"Faster? I would ask you to define what you mean by 'faster'.

Transient response: a result/function of frequency response."

Transient response is a result/function of frequency response. For each driver this is essentially correct. There is a direct correlation between transient response and steady state frequency response.

Faster?

All drivers including electrostatic and magnetodyamic have a group delay which is the time interval between the application of voltage and the mechanical response of the armature and attached vibrating membrane whether cone or film. The so called "time aligned" speaker usually results from an attempt to match the group delays from one driver to the next in their crossover region.

Overshoot occurs when the inertia of the cone overcomes the control of the magnetic force of the armature/stator and the cone does not follow the applied electrical waveform exactly. This will show up as a frequency response irregularity (resonant peak) or even in the extreme as a non linear distortion component. This is usually almost nill in most high quality drivers except perhaps underdamped woofer cones in poorly made speakers or improperly designed enclosures. The motional response of the entire drive assembly regardless of the principle follows Newton's second law of motion as applied to forced resonance. Amazingly, both the Theil Small parameters and the design of acoustic suspension enclosures have accurately modeled their equations on Newton's law. (to the degree that they agree with Newton's second law, they are right. To the degree that they disagree with his second law they are wrong.)

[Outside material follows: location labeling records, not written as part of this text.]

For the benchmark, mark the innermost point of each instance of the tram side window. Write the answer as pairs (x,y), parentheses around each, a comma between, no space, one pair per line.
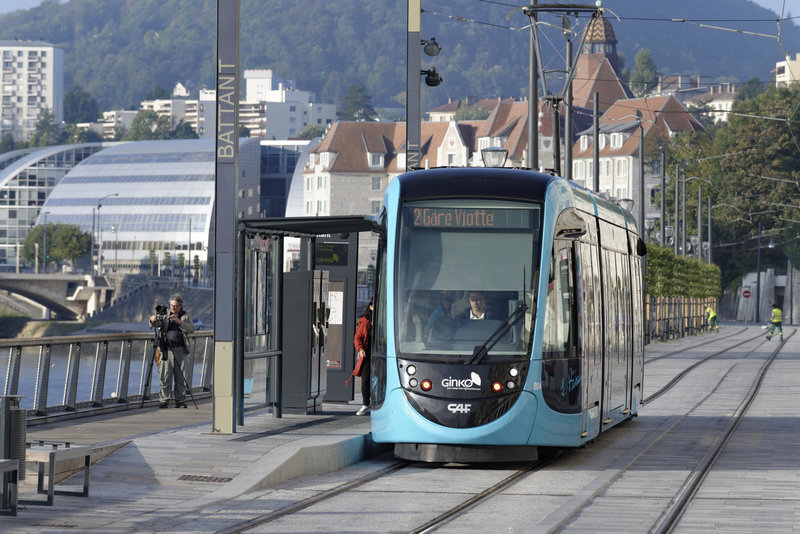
(558,310)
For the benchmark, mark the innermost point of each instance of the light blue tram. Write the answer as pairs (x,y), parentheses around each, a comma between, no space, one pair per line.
(508,315)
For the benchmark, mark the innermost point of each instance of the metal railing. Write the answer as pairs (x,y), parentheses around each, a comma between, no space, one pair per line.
(67,373)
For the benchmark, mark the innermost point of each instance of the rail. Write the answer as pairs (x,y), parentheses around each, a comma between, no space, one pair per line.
(69,373)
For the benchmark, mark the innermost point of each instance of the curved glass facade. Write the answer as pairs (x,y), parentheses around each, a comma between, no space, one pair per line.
(149,204)
(27,177)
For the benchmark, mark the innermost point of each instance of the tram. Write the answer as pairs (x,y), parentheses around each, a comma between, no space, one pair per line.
(508,315)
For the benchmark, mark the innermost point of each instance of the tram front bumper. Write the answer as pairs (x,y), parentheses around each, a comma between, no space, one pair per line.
(396,421)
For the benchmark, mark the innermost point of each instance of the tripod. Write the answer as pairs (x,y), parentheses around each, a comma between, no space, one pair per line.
(156,344)
(160,341)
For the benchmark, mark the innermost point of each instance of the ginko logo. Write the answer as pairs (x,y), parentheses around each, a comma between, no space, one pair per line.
(473,382)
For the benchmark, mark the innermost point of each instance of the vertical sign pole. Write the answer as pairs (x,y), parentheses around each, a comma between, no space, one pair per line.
(225,196)
(413,98)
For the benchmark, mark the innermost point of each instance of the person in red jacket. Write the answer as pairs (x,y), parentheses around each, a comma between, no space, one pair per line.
(362,344)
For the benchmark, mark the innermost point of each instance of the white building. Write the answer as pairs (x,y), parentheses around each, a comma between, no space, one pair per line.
(787,71)
(33,82)
(143,196)
(270,108)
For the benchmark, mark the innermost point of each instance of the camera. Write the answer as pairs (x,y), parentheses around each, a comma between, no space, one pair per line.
(162,315)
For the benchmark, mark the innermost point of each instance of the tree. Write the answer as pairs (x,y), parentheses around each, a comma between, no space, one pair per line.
(468,113)
(357,105)
(158,93)
(73,134)
(183,130)
(645,74)
(80,106)
(47,132)
(167,262)
(7,143)
(750,89)
(311,131)
(65,243)
(147,125)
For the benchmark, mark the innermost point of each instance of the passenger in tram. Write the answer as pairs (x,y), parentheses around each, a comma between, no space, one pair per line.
(362,343)
(776,321)
(477,307)
(444,310)
(175,353)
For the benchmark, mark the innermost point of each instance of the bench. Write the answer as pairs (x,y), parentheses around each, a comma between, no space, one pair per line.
(9,473)
(47,454)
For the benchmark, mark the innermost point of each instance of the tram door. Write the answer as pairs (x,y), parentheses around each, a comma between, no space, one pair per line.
(616,368)
(590,317)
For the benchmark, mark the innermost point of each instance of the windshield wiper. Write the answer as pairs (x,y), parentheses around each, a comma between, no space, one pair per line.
(480,351)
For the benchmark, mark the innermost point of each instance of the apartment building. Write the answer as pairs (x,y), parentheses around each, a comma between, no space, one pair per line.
(787,71)
(32,83)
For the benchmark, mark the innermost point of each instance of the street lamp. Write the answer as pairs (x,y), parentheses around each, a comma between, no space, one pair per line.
(494,156)
(695,241)
(413,81)
(46,213)
(649,224)
(115,229)
(663,188)
(100,233)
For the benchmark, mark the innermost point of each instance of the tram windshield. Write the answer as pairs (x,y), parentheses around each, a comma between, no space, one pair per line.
(465,271)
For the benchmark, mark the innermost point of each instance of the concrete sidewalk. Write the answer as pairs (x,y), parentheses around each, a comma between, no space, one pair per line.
(154,464)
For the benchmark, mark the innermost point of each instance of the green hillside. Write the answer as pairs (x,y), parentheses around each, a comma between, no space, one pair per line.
(120,49)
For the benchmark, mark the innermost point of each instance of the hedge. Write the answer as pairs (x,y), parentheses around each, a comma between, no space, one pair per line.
(669,275)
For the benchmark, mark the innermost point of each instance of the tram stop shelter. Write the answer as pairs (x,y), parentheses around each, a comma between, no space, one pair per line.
(294,329)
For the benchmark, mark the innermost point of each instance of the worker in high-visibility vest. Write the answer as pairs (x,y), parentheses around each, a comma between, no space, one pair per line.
(711,315)
(775,322)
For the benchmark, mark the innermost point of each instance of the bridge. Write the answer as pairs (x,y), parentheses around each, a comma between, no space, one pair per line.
(67,296)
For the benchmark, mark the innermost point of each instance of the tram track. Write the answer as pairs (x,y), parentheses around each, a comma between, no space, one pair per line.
(706,342)
(670,517)
(480,496)
(677,378)
(293,508)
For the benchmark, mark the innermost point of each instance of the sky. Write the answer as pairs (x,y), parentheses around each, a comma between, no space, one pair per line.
(792,6)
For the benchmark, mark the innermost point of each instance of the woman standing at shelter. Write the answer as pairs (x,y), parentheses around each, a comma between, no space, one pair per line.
(362,344)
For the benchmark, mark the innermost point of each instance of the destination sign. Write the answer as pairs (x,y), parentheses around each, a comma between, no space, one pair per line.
(486,218)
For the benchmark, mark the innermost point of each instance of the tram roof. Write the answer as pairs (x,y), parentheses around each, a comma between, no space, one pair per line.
(310,226)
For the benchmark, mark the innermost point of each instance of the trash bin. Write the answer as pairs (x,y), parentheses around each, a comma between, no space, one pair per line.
(13,427)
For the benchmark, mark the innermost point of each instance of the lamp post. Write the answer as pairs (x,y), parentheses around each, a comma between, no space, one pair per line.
(100,233)
(677,207)
(708,252)
(641,168)
(758,274)
(46,213)
(695,241)
(115,229)
(663,190)
(414,82)
(699,221)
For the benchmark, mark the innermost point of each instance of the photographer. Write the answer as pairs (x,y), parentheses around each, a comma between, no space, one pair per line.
(174,346)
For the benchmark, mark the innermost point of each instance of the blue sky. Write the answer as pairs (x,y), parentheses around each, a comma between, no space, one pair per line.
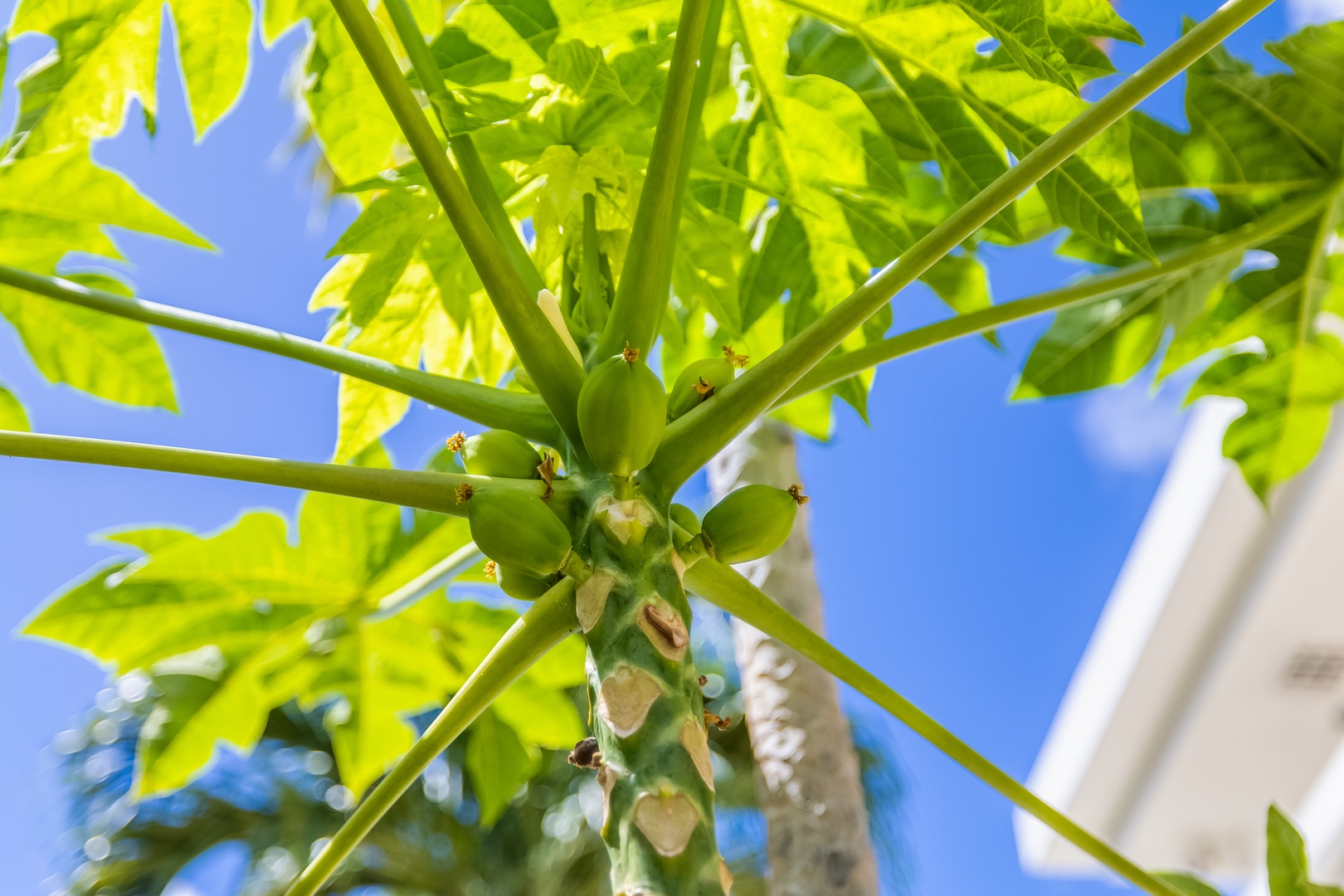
(965,544)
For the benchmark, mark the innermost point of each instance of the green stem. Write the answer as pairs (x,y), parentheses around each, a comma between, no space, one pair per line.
(693,440)
(593,296)
(839,367)
(485,405)
(544,625)
(647,278)
(728,590)
(427,582)
(464,148)
(558,377)
(407,488)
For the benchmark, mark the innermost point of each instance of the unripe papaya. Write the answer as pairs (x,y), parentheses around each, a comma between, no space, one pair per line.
(519,585)
(516,529)
(622,410)
(500,453)
(684,518)
(698,382)
(750,523)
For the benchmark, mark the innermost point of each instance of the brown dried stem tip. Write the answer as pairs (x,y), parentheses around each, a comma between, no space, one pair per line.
(718,722)
(546,469)
(587,755)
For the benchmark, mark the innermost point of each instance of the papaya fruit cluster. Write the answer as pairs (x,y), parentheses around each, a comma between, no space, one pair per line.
(747,524)
(622,411)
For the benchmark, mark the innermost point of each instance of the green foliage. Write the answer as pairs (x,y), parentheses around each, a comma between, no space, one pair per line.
(236,622)
(1255,143)
(1285,860)
(58,203)
(106,56)
(835,137)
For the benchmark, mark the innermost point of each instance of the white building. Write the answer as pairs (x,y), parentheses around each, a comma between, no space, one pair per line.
(1211,685)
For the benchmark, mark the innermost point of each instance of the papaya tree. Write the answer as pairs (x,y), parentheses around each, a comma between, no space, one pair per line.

What is radically different between planar type speakers and "box" speakers and IMO accounts for the major difference in sound is the spatial radiating patterns. Box speakers have their sound eminate from what are essentially point sources and usually directed in just one direction. Planar speakers eminate their sound more diffusely from a much larger surface and are often bipolar. This is absolutely necessary to produce acceptable sound pressure levels because the maximum excursion of the planar membrane is very limited compared to dynamic loudspeakers. The ability of planar speakers to emulate sound pressure levels of large ensembles like symphony orchestras, instruments with deep powerful bass like pipe organs, or popular music amplified to loud levels is usually inadequate by a considerable margin. Planar speaker designers haven't yet managed to overcome the limitation of the ability to move large quantities of air. For many people, this alone makes them fatally flawed. Installation if they rely on bipolar radiation is also a serious problem for many would be users because they have to be placed several feet in front of a wall reducing the effective room size. The high frequency radiating pattern of many planar speakers is also surprisingly highly focused at least horizontally. This is overcome to a degree if the radiation is bi-polar taking advantage of room reflections of the rear radiated wave. This effect can be duplicated in dynamic loudspeakers by using a multidirectional array of tweeters where at least some of them are rear firing. Many of the best speakers use this strategy and I have modified every speaker system I own and listen to seriously to incorporate it.